Naast de bescherming van het milieu, gaat het om :
• het gebruik van het continent voor vreedzame doeleinden en de inspecties;
• wetenschappelijke activiteiten;
• toerisme ;
• bioprospectie ;
• klimaatverandering.
Vreedzame doeleinden en inspecties
Het Antarcticaverdrag bepaalt dat “ enkel vreedzame activiteiten zijn toegelaten in Antarctica ” (Artikel 1). Daartoe verbiedt het “alle maatregelen van militaire aard ” maar “ is het niet gekant tegen het gebruik van militair personeel of materieel voor wetenschappelijk onderzoek of andere vreedzame doeleinden”.
De kwestie van de soevereiniteit over Antarctica werd opzijgezet en er werd geopteerd voor een pragmatische oplossing. Sinds meer dan een halve eeuw is Antarctica een regio van vreedzame samenwerking.
De Partijen moeten elkaar wederzijds op de hoogte houden van hun activiteiten in Antarctica via een elektronisch informatie-uitwisselingssysteem. Ze moeten ook de inspecties van hun installaties door de andere Partijen mogelijk maken : elk van de Verdragsluitende Partijen heeft het recht waarnemers aan te wijzen die belast zullen worden met het uitvoeren van de inspecties in het kader van het Verdrag (artikel VII).
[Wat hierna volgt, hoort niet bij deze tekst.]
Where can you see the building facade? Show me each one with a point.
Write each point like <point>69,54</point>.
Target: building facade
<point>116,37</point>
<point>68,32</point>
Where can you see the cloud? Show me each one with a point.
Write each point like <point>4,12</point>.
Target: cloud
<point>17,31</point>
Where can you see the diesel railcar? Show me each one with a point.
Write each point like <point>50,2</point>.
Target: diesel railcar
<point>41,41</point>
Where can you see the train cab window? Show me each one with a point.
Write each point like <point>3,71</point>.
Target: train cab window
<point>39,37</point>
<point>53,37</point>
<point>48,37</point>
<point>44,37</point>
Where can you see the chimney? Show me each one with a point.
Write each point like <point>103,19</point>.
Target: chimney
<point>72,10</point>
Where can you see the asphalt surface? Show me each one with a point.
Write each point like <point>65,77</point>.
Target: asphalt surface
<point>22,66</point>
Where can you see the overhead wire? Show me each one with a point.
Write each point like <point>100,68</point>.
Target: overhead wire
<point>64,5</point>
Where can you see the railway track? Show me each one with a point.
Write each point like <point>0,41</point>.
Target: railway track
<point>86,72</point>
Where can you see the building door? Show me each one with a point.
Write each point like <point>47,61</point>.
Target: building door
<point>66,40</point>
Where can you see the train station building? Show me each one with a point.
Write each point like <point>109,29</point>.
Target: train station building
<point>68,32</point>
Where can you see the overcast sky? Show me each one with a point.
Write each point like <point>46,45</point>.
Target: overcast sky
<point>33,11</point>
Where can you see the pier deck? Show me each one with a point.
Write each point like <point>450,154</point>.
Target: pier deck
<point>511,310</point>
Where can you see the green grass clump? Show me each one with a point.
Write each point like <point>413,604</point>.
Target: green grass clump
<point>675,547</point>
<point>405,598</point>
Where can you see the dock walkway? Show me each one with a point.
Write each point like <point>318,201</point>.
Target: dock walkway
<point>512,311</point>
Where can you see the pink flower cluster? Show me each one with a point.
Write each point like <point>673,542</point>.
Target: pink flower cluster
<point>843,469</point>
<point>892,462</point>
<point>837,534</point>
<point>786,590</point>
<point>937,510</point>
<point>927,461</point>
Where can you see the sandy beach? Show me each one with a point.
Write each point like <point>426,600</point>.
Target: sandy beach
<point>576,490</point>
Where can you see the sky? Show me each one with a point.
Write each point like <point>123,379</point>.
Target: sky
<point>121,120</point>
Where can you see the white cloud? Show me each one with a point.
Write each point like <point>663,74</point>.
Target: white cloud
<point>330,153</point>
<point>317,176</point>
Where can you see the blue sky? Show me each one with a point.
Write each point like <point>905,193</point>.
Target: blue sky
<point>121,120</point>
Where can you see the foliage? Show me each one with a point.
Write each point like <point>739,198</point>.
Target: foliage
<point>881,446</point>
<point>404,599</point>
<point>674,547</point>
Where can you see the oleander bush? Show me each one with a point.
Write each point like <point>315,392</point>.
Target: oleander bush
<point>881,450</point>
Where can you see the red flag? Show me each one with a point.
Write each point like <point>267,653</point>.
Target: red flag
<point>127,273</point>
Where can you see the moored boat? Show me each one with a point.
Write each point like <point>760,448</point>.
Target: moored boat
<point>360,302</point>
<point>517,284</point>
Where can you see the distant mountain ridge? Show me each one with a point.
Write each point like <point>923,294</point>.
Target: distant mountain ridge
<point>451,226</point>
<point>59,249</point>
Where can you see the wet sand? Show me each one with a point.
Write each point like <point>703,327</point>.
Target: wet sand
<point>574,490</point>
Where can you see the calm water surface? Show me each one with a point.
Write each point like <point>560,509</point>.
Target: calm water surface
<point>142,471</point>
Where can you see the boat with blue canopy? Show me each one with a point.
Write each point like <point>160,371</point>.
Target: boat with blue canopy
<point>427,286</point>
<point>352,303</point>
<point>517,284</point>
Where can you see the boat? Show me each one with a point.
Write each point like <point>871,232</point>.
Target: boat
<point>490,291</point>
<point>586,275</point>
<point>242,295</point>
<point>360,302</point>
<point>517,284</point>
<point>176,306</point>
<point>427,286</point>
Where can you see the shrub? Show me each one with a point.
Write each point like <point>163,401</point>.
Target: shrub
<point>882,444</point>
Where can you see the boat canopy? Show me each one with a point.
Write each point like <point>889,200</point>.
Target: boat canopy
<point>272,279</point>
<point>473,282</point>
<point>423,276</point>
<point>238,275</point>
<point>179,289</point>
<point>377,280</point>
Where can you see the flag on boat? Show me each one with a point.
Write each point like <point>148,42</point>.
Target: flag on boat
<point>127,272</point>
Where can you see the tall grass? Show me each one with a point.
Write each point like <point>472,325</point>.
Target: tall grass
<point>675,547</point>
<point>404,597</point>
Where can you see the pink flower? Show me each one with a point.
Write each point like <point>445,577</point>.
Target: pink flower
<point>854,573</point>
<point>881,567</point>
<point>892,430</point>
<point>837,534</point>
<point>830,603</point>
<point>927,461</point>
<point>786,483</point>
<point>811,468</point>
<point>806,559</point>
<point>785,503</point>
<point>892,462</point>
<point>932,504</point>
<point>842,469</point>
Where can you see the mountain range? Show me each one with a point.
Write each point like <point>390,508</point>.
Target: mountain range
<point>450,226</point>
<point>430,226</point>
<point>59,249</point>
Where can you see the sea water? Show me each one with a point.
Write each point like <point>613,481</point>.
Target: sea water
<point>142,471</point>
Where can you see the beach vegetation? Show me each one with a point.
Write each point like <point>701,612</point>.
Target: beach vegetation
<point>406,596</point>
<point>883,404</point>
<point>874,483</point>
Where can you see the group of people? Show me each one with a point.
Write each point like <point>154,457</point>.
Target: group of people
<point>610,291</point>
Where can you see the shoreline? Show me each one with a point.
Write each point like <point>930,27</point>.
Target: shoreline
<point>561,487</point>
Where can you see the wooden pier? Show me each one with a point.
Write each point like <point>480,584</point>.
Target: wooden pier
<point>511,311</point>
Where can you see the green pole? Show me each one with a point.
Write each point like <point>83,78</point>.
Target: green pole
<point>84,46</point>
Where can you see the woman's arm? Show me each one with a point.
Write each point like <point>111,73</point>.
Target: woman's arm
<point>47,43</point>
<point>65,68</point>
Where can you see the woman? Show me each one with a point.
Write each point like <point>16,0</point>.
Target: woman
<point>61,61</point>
De waarnemers “hebben te allen tijde volledige vrije toegang tot alle delen van Antarctica ”, “met inbegrip van alle waarnemingsstations, installaties en al het aldaar aanwezige materieel, alsmede alle schepen en luchtvaartuigen op plaatsen voor het in- en uitladen van goederen of personeel in Antarctica ”.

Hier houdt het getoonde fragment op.